Research into emotions has shown that fear is the most powerful emotion. We’re biologically wired to fight, flee or freeze when fear activates us. That activation occurs outside of the rational functioning of the brain.
For example: We see a coiled up garden hose; our fear response is activated automatically before we discern that it is not a snake.
Our fear is also activated by emotional triggers. A situation holds a ghost of a past experience and our subconscious recalls, then reacts in a like fashion. This may represent learning that’s not appropriate for the current situation.
Recognizing fear takes some self awareness. If you’re having an uncomfortable feeling whether you call it anger, annoyance, anxiety or fear, take a closer look at it. Ask the 5 whys.
For example: I’m feeling angry at my partner right now. Why? Because I wanted him to stay home tonight. Why does that matter? Because him staying home means I enjoy his company. Why does that matter? Because for us to be close, we need to spend enjoyable time together. Why does that matter? I want us to be close so that I feel safe and secure. Why does that matter? I don’t like to feel rejected.

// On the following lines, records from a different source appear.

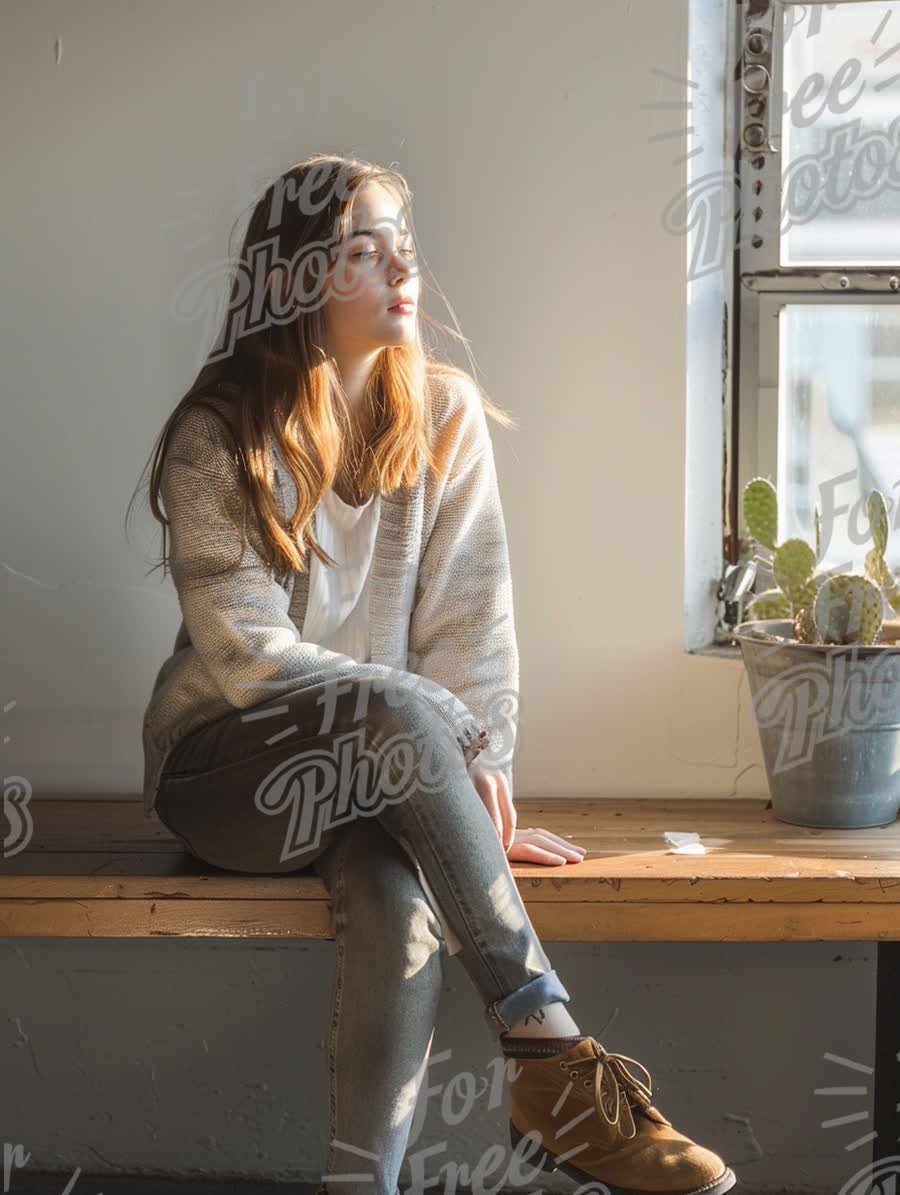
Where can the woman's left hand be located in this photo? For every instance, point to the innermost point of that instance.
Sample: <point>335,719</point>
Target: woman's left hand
<point>520,845</point>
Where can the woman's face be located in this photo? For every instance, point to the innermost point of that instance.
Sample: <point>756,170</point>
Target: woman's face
<point>375,268</point>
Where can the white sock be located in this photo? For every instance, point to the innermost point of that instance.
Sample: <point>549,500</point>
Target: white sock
<point>553,1021</point>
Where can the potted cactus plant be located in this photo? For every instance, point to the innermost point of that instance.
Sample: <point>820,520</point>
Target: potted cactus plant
<point>824,666</point>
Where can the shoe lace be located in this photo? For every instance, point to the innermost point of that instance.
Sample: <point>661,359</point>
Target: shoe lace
<point>625,1088</point>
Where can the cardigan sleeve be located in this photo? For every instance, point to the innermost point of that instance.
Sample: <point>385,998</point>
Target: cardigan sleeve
<point>238,619</point>
<point>463,625</point>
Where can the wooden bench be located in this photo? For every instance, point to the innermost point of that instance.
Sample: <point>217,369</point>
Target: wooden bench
<point>96,868</point>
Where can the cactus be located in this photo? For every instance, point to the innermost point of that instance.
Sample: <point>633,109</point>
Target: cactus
<point>822,608</point>
<point>848,610</point>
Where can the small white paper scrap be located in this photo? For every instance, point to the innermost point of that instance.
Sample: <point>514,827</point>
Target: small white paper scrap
<point>684,843</point>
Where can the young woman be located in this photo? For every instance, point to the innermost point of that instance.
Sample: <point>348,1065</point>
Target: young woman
<point>342,691</point>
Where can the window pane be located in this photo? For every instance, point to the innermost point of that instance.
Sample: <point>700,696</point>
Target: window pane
<point>838,426</point>
<point>840,127</point>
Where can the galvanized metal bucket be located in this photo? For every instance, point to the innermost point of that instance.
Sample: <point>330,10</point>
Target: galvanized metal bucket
<point>828,721</point>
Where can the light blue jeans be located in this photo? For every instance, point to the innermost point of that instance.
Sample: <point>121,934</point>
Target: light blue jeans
<point>285,785</point>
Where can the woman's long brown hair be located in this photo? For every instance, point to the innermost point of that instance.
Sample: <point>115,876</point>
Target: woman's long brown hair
<point>279,381</point>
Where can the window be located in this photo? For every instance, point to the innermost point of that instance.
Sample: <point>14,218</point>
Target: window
<point>813,336</point>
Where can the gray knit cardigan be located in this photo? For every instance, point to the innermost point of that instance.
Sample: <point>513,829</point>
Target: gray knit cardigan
<point>441,604</point>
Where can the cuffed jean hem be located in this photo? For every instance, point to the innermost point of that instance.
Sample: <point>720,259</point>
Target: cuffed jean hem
<point>537,993</point>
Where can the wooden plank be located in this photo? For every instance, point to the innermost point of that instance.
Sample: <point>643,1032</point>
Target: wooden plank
<point>97,868</point>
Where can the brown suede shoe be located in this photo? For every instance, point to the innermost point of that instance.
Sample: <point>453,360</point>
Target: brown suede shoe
<point>587,1115</point>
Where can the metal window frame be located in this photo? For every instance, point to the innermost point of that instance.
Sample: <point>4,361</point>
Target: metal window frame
<point>760,286</point>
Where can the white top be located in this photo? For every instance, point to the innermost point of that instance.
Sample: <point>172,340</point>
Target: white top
<point>338,606</point>
<point>337,611</point>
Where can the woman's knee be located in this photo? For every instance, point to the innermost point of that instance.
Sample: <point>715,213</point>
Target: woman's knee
<point>385,905</point>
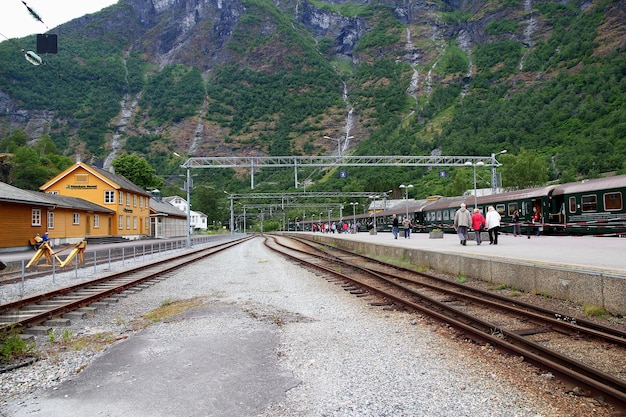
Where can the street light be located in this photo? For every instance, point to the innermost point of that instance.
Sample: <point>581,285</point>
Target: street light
<point>373,198</point>
<point>354,215</point>
<point>187,187</point>
<point>406,196</point>
<point>477,164</point>
<point>338,143</point>
<point>494,178</point>
<point>385,199</point>
<point>329,211</point>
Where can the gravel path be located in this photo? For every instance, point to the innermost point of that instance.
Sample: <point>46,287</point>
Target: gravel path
<point>349,358</point>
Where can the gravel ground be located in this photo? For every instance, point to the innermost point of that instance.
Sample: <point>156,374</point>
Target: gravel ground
<point>351,359</point>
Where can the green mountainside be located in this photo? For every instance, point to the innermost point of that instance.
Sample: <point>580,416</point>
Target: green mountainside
<point>545,80</point>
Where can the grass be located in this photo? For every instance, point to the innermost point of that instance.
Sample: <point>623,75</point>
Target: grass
<point>12,346</point>
<point>594,311</point>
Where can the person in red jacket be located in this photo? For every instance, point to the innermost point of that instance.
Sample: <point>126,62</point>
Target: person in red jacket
<point>478,223</point>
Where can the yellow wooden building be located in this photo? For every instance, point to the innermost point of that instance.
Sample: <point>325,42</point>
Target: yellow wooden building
<point>24,214</point>
<point>130,203</point>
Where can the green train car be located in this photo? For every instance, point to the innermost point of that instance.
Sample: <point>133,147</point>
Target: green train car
<point>589,207</point>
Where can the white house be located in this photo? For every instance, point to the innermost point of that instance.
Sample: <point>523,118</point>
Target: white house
<point>198,219</point>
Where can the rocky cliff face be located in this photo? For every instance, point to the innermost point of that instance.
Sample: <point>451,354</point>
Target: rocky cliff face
<point>361,50</point>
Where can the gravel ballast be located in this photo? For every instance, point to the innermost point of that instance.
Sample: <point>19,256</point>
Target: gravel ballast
<point>333,354</point>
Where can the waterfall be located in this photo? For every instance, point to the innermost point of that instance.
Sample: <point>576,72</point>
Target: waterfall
<point>528,31</point>
<point>127,106</point>
<point>349,118</point>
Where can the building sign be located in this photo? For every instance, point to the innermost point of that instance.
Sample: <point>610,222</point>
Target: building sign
<point>81,187</point>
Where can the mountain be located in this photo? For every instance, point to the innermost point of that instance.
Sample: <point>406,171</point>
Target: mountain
<point>255,77</point>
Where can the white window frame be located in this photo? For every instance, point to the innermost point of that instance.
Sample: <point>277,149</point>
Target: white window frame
<point>35,219</point>
<point>109,197</point>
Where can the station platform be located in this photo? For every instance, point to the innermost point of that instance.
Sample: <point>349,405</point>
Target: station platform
<point>586,270</point>
<point>597,254</point>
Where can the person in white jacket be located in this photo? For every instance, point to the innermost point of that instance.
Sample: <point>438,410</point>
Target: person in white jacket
<point>462,223</point>
<point>493,225</point>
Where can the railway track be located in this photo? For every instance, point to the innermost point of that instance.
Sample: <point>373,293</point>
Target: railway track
<point>14,273</point>
<point>568,347</point>
<point>34,311</point>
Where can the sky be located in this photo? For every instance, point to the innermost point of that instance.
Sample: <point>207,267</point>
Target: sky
<point>17,22</point>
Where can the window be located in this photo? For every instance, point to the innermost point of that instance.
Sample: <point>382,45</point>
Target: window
<point>109,197</point>
<point>590,202</point>
<point>613,201</point>
<point>572,204</point>
<point>36,217</point>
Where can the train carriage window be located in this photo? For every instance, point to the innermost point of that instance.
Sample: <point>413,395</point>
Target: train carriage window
<point>613,201</point>
<point>590,203</point>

You can find out lots of interesting things about your thoughts and feelings by playing this game with your emotions.
Fear triggers much of our discomfort in relationships. It may be demonstrated by anxiety, withdrawal, anger or shutting down. All of these responses are more likely to put distance between you and your partner. Fear can be very damaging or it can be a tool for growth.
Sharing our fears makes us the most vulnerable and connected with our partners. It gives our partner the most honest view of us. It allows our partner to soothe and comfort us. Not only does that feel good, it makes us stronger as a couple.
Don’t let fear stand between you and your partner. What fear can you share today? If you don’t feel safe, then start small until you’re sure your partner can hear and respond.